WHEREAS, on the terms and conditions set forth herein, the Amendment No. 1 Effective Date Incremental Lender is willing to make the Amendment No. 1 Effective Date Incremental Loans to the Borrower on the Amendment No. 1 Effective Date; and
WHEREAS, on the terms and conditions set forth herein, the Amendment No. 1 Delayed Draw Incremental Lenders are willing to make Amendment No. 1 Delayed Draw Incremental Loans to the Borrower on each Delayed Draw Funding Date; and
WHEREAS, Citigroup Global Markets Inc., Barclays Bank PLC, RBC Capital Markets1 and HSBC Securities (USA) Inc. (collectively, the “Lead Arrangers”) will act as joint lead arrangers and joint bookrunners for the Amendment No. 1 Incremental Loans.
NOW, THEREFORE, in consideration of the mutual agreements herein contained and other good and valuable consideration, the sufficiency and receipt of which are hereby acknowledged, the parties hereto hereby agree as follows:
SECTION 1. Defined Terms.

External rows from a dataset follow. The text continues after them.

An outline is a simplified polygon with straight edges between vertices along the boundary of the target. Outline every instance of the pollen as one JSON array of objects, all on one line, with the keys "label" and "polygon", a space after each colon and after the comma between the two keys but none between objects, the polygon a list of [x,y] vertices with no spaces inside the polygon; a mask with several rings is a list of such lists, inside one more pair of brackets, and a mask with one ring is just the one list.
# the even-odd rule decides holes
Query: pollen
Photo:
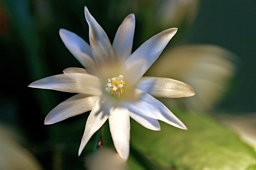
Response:
[{"label": "pollen", "polygon": [[106,91],[110,94],[120,97],[124,92],[125,86],[125,82],[123,80],[123,76],[120,75],[118,77],[108,79]]}]

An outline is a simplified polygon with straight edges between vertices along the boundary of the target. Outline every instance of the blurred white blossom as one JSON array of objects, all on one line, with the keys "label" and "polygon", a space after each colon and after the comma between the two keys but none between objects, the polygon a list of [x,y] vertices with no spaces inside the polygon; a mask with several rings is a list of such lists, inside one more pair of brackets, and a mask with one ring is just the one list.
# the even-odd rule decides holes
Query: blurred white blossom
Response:
[{"label": "blurred white blossom", "polygon": [[190,110],[203,112],[212,108],[227,92],[236,71],[236,59],[233,54],[216,45],[183,45],[165,51],[147,74],[191,85],[195,96],[161,101],[170,105],[184,104]]},{"label": "blurred white blossom", "polygon": [[36,158],[20,144],[13,132],[0,126],[0,170],[41,170]]},{"label": "blurred white blossom", "polygon": [[102,147],[89,156],[85,165],[89,170],[127,170],[127,162],[113,150]]},{"label": "blurred white blossom", "polygon": [[52,124],[92,110],[79,151],[80,155],[93,135],[108,119],[114,146],[125,159],[129,152],[130,117],[145,128],[160,130],[157,120],[176,127],[186,126],[154,97],[193,96],[189,85],[166,78],[142,77],[177,31],[164,30],[142,44],[132,54],[135,16],[128,15],[111,45],[106,33],[85,7],[89,26],[89,45],[64,29],[60,35],[67,48],[86,70],[70,68],[64,74],[36,81],[29,87],[79,93],[60,103],[47,115]]}]

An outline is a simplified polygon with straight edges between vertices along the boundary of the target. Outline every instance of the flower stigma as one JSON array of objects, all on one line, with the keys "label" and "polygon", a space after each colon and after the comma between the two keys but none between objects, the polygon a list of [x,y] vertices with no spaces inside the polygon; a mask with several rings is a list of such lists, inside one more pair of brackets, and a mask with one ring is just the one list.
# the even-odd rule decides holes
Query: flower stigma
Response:
[{"label": "flower stigma", "polygon": [[125,88],[125,82],[123,81],[123,76],[120,75],[118,77],[108,79],[106,85],[106,91],[110,94],[120,97]]}]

Capitalized terms used but not defined herein shall have the meanings assigned to such terms in the Credit Agreement (as amended by this Amendment). The provisions of Section 1.02 of the Credit Agreement are hereby incorporated reference herein, mutatis mutandis.
SECTION 2. Amendment No. 1 Incremental Loans.

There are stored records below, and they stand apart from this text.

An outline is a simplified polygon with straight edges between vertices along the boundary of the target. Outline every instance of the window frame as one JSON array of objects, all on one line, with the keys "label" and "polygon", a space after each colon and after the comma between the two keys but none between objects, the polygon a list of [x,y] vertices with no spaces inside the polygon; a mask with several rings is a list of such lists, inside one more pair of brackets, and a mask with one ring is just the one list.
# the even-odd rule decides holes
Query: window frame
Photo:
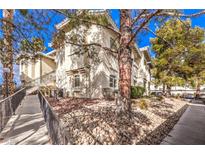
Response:
[{"label": "window frame", "polygon": [[116,88],[117,87],[117,77],[115,75],[110,75],[109,77],[109,87]]},{"label": "window frame", "polygon": [[80,75],[76,74],[74,75],[74,88],[80,87]]}]

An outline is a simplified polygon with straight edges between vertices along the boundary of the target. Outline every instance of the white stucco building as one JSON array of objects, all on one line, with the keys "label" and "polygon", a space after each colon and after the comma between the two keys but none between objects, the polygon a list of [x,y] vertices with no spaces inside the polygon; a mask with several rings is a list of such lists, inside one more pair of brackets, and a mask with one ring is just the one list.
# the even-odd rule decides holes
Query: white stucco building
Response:
[{"label": "white stucco building", "polygon": [[[119,31],[112,18],[105,12],[103,15],[115,31]],[[56,28],[60,31],[67,24],[69,20],[66,19]],[[119,41],[114,41],[117,33],[93,24],[89,27],[79,25],[65,33],[65,36],[70,38],[73,34],[79,37],[83,34],[87,44],[96,43],[101,47],[89,48],[85,52],[84,49],[79,50],[79,46],[65,42],[64,46],[53,50],[50,55],[53,55],[56,63],[56,86],[71,97],[102,98],[112,95],[118,89],[118,60],[117,53],[106,48],[115,49],[119,46]],[[150,60],[149,48],[139,49],[135,44],[132,50],[131,83],[144,86],[146,94],[150,85]]]}]

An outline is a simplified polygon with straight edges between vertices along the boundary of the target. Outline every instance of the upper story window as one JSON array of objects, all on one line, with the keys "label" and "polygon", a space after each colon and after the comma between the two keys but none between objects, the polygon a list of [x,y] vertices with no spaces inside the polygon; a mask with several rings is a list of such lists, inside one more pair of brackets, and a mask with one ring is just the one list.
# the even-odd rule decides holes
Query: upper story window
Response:
[{"label": "upper story window", "polygon": [[80,87],[80,75],[74,76],[74,87]]},{"label": "upper story window", "polygon": [[117,49],[116,40],[114,40],[112,37],[110,37],[110,48]]},{"label": "upper story window", "polygon": [[116,82],[117,82],[116,76],[110,75],[110,87],[116,88]]}]

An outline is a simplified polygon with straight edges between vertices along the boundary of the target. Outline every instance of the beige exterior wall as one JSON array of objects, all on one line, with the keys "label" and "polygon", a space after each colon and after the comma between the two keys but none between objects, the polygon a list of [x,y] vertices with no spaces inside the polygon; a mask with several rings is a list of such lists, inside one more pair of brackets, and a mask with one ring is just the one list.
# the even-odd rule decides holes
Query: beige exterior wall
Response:
[{"label": "beige exterior wall", "polygon": [[[39,79],[39,84],[41,76],[56,70],[56,64],[54,60],[44,56],[40,56],[35,61],[31,59],[21,60],[19,67],[21,80],[29,82],[35,79]],[[51,84],[55,85],[55,83],[53,82]]]}]

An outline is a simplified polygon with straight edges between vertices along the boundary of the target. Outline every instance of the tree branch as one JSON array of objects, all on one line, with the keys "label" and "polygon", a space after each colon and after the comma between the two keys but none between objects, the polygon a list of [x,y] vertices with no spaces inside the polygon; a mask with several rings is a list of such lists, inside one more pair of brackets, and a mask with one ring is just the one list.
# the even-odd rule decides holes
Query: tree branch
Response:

(a) Subject to the terms and conditions set forth herein, the Amendment No. 1 Effective Date Incremental Lender agrees to make Amendment No. 1 Effective Date Incremental Loans to the Borrower on the Amendment No. 1 Effective Date in the amount set forth opposite such Amendment No. 1 Incremental Lender’s name on Schedule I hereto (the “Amendment No. 1 Effective Date Incremental Commitments”) after which such commitment shall terminate immediately and without further action on the Amendment No. 1 Effective Date. The aggregate amount of the Amendment No. 1 Effective Date Incremental Commitments on the Amendment No. 1 Effective Date is $310,000,000.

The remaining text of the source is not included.